Mannerkoski, M., Johansson, P. H., Rantala, A., Naab, T., & Liao, S. (2021). Resolving the complex evolution of a supermassive black hole triplet in a cosmological simulation. The Astrophysical Journal Letters, 912(2): L20. doi:10.3847/2041-8213/abf9a5.


Cite as: https://hdl.handle.net/21.11116/0000-0008-CCAE-F
Abstract
We present here a self-consistent cosmological zoom-in simulation of a triple supermassive black hole (SMBH) system forming in a complex multiple galaxy merger. The simulation is run with an updated version of our code KETJU, which is able to follow the motion of SMBHs down to separations of tens of Schwarzschild radii while simultaneously modeling the large-scale astrophysical processes in the surrounding galaxies, such as gas cooling, star formation, and stellar and AGN feedback.

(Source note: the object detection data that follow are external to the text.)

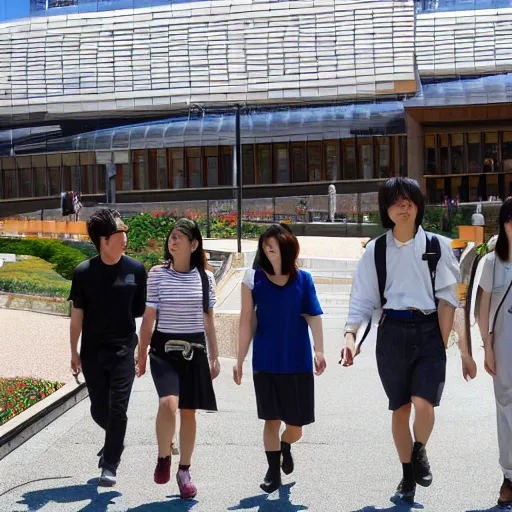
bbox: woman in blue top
[233,224,326,493]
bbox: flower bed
[123,210,267,268]
[0,378,64,425]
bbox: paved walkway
[204,236,368,259]
[0,308,70,382]
[0,286,501,512]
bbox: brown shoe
[498,478,512,508]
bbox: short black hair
[494,197,512,261]
[87,208,126,252]
[379,178,425,229]
[253,224,300,279]
[164,217,206,272]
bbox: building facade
[0,0,512,214]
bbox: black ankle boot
[281,441,295,475]
[260,450,281,494]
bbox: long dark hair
[253,224,300,279]
[164,218,210,272]
[495,197,512,261]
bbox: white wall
[0,0,416,120]
[416,9,512,77]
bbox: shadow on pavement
[18,478,121,512]
[466,505,504,512]
[228,482,308,512]
[126,495,198,512]
[353,497,426,512]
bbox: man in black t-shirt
[69,209,146,486]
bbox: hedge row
[0,238,87,279]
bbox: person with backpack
[137,219,220,499]
[475,198,512,508]
[341,178,459,504]
[233,224,326,493]
[68,208,146,487]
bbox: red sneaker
[154,457,171,484]
[176,469,197,500]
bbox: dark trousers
[80,336,136,470]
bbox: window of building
[133,150,149,190]
[427,178,445,204]
[274,144,290,183]
[17,156,33,197]
[425,135,437,175]
[343,140,357,180]
[2,157,18,199]
[3,169,18,199]
[485,174,500,200]
[468,133,482,174]
[439,133,450,174]
[171,149,185,188]
[242,144,254,185]
[308,142,322,181]
[95,164,107,194]
[257,144,272,185]
[483,132,499,173]
[187,148,203,188]
[357,139,375,180]
[503,174,512,197]
[62,153,78,191]
[291,142,308,183]
[469,176,483,201]
[325,141,341,181]
[501,132,512,172]
[451,133,465,174]
[377,137,390,178]
[220,146,233,187]
[48,162,61,196]
[32,155,48,197]
[156,149,169,189]
[396,135,407,177]
[147,149,158,190]
[204,146,219,187]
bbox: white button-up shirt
[346,226,459,332]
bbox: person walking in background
[476,198,512,507]
[233,224,326,493]
[341,178,459,503]
[69,209,146,486]
[138,219,220,499]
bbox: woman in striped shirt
[138,219,220,499]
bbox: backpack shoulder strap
[423,233,441,306]
[374,233,387,306]
[199,269,210,313]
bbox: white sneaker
[98,469,117,487]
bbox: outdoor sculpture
[328,184,336,222]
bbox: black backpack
[357,233,441,352]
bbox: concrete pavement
[0,285,501,512]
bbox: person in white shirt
[341,178,459,504]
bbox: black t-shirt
[68,256,146,347]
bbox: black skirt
[253,372,315,427]
[149,330,217,411]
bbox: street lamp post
[235,105,242,254]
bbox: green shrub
[0,238,87,279]
[0,256,71,298]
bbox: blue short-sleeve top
[243,269,323,374]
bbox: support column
[405,111,426,193]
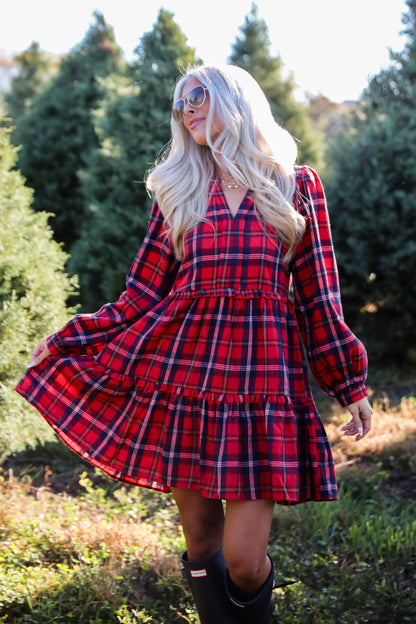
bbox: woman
[17,66,371,624]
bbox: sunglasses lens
[172,100,185,121]
[188,87,205,108]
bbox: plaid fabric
[17,167,366,504]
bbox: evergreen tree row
[326,0,416,371]
[0,0,416,368]
[7,6,319,311]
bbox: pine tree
[69,9,200,311]
[15,13,125,250]
[229,4,322,169]
[0,120,74,458]
[4,41,59,122]
[327,0,416,367]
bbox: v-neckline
[217,175,250,221]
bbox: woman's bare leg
[223,499,274,594]
[172,488,224,561]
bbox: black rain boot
[181,549,239,624]
[226,557,274,624]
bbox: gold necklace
[218,173,242,189]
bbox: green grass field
[0,396,416,624]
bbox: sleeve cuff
[335,386,368,407]
[46,334,60,355]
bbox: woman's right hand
[28,338,51,368]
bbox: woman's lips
[189,119,202,130]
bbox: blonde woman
[17,66,371,624]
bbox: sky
[0,0,407,102]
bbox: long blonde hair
[146,65,305,259]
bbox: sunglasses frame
[172,85,208,123]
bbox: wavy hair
[146,65,305,260]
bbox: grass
[0,388,416,624]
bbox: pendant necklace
[218,173,242,189]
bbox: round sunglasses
[172,85,208,122]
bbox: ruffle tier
[16,356,337,505]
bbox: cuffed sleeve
[292,167,367,406]
[47,203,179,355]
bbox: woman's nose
[183,101,195,115]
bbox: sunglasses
[172,85,208,122]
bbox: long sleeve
[47,203,179,354]
[292,167,367,406]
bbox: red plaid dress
[17,167,366,504]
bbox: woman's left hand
[341,397,373,442]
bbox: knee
[224,550,270,592]
[184,519,223,560]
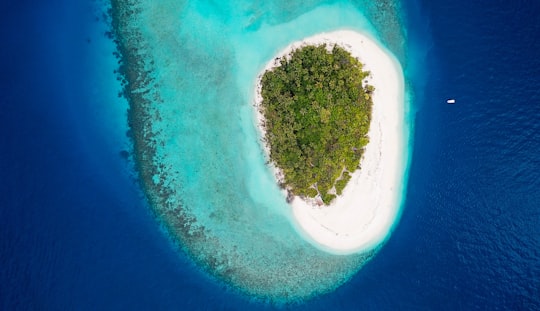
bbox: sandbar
[254,30,407,254]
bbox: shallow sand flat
[255,30,406,254]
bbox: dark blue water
[0,0,540,310]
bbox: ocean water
[0,0,540,310]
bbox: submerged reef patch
[111,0,404,303]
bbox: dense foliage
[261,45,374,204]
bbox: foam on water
[113,0,412,301]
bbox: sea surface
[0,0,540,310]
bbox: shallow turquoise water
[113,1,410,301]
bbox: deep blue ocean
[0,0,540,310]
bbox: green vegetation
[261,45,374,204]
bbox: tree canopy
[261,45,374,204]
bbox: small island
[260,44,374,204]
[254,30,409,254]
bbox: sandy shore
[255,30,406,254]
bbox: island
[260,44,374,205]
[254,30,408,254]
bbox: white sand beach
[255,30,407,254]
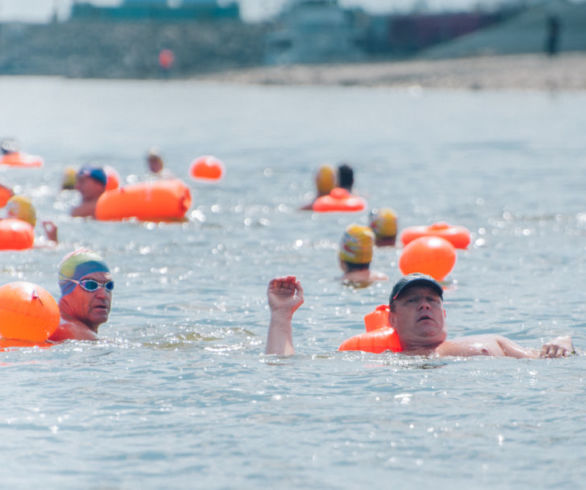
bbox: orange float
[0,282,60,348]
[0,151,43,168]
[189,155,224,181]
[399,236,456,281]
[312,187,366,213]
[0,185,12,208]
[401,221,470,249]
[0,218,35,250]
[96,179,191,221]
[104,165,120,191]
[338,305,403,354]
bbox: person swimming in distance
[338,163,354,192]
[71,166,108,218]
[6,195,58,243]
[338,224,388,287]
[369,208,397,247]
[299,164,336,211]
[49,248,114,342]
[265,274,575,359]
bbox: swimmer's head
[59,248,110,296]
[315,165,336,196]
[76,166,108,186]
[0,139,18,155]
[389,272,444,305]
[370,208,397,238]
[147,148,165,174]
[61,167,77,189]
[339,225,374,264]
[6,196,37,226]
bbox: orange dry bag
[338,305,403,354]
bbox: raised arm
[265,276,303,356]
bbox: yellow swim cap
[370,208,397,238]
[61,167,77,189]
[315,165,336,196]
[339,225,374,264]
[6,196,37,226]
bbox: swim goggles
[67,279,114,293]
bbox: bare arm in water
[265,276,303,356]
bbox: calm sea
[0,78,586,489]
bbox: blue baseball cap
[77,166,108,185]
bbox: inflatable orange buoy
[0,151,43,167]
[312,187,366,213]
[401,221,470,249]
[189,155,224,180]
[0,282,60,347]
[0,218,35,250]
[399,236,456,281]
[96,179,191,221]
[0,185,12,208]
[104,165,120,191]
[338,305,403,354]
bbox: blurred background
[0,0,586,78]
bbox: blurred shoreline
[191,52,586,91]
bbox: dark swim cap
[389,272,444,303]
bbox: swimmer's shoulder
[49,321,98,342]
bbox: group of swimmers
[0,142,574,358]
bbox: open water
[0,78,586,489]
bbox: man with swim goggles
[266,274,574,358]
[50,249,114,341]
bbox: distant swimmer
[266,274,575,359]
[49,248,114,341]
[6,195,58,243]
[300,164,336,210]
[61,167,77,190]
[71,166,108,218]
[369,208,397,247]
[338,224,388,287]
[146,148,173,179]
[338,163,354,192]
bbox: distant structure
[70,0,240,21]
[265,0,364,65]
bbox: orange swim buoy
[96,179,191,221]
[104,165,120,191]
[0,218,35,250]
[399,236,456,281]
[338,305,403,354]
[312,187,366,213]
[0,282,60,347]
[189,155,224,181]
[401,221,470,249]
[0,151,43,168]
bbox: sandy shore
[196,53,586,90]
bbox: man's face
[390,286,447,348]
[68,272,112,330]
[75,175,105,199]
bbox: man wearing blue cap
[49,248,114,341]
[71,166,108,218]
[266,274,574,358]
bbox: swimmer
[49,248,114,342]
[6,196,58,243]
[146,148,173,179]
[299,165,336,211]
[61,167,77,190]
[71,166,108,218]
[370,208,397,247]
[338,163,354,192]
[266,274,575,359]
[338,225,388,287]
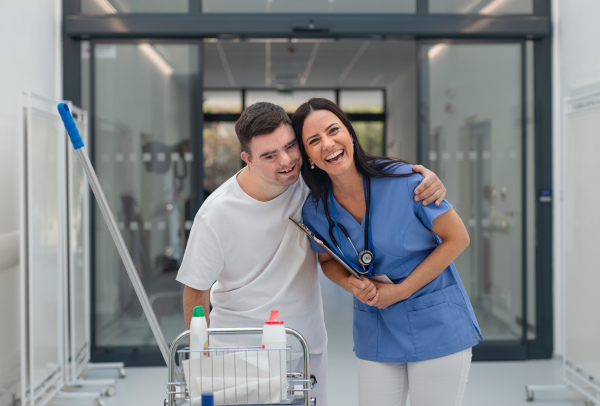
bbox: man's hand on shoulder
[412,165,446,206]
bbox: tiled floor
[50,359,585,406]
[50,278,584,406]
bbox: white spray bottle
[190,306,208,359]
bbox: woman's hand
[412,165,446,206]
[367,281,408,309]
[347,275,378,305]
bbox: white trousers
[358,348,471,406]
[292,350,327,406]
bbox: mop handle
[58,103,169,365]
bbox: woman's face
[302,110,355,176]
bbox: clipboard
[290,217,362,281]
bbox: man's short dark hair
[235,102,292,154]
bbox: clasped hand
[348,276,403,309]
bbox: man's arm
[183,285,210,330]
[412,165,446,206]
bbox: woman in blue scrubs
[292,99,483,406]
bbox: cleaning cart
[164,328,316,406]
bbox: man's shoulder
[196,174,237,215]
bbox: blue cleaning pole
[58,103,169,365]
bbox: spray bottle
[190,306,208,359]
[262,310,287,349]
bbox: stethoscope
[323,177,374,275]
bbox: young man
[177,103,446,405]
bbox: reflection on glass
[203,122,242,195]
[340,90,384,114]
[94,44,197,347]
[352,121,385,156]
[429,0,533,15]
[202,90,242,114]
[246,90,335,114]
[202,0,416,14]
[81,0,189,14]
[424,44,533,340]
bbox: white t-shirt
[177,174,327,354]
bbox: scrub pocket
[407,285,477,359]
[352,304,379,357]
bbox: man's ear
[240,151,254,168]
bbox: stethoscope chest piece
[358,250,373,266]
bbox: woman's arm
[369,209,470,309]
[319,253,377,305]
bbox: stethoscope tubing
[323,177,374,275]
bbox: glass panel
[526,41,537,340]
[246,90,335,114]
[93,43,198,347]
[429,0,533,14]
[422,44,534,340]
[203,122,243,196]
[27,106,65,388]
[202,0,416,14]
[81,0,189,14]
[352,121,384,156]
[203,38,408,89]
[202,90,242,114]
[340,90,384,113]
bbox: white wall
[0,0,62,406]
[386,41,418,163]
[552,0,600,354]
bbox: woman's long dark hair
[292,98,413,201]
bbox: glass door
[419,42,536,359]
[82,42,202,365]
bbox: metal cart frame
[164,327,316,406]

Our simulation produces initially an SMBH binary system for which the hardening process is interrupted by the late arrival of a third SMBH. The KETJU code is able to accurately model the complex behavior occurring in such a triple SMBH system, including the ejection of one SMBH to a kiloparsec-scale orbit in the galaxy due to strong three-body interactions as well as Lidov–Kozai oscillations suppressed by relativistic precession when the SMBHs are in a hierarchical configuration. One pair of SMBHs merges ~3 Gyr after the initial galaxy merger, while the remaining binary is at a parsec-scale separation when the simulation ends at redshift z = 0. We also show that KETJU can capture the effects of the SMBH binaries and triplets on the surrounding stellar population, which can affect the binary merger timescales as the stellar density in the system evolves. Our results demonstrate the importance of dynamically resolving the complex behavior of multiple SMBHs in galactic mergers, as such systems cannot be readily modeled using simple orbit-averaged semianalytic models.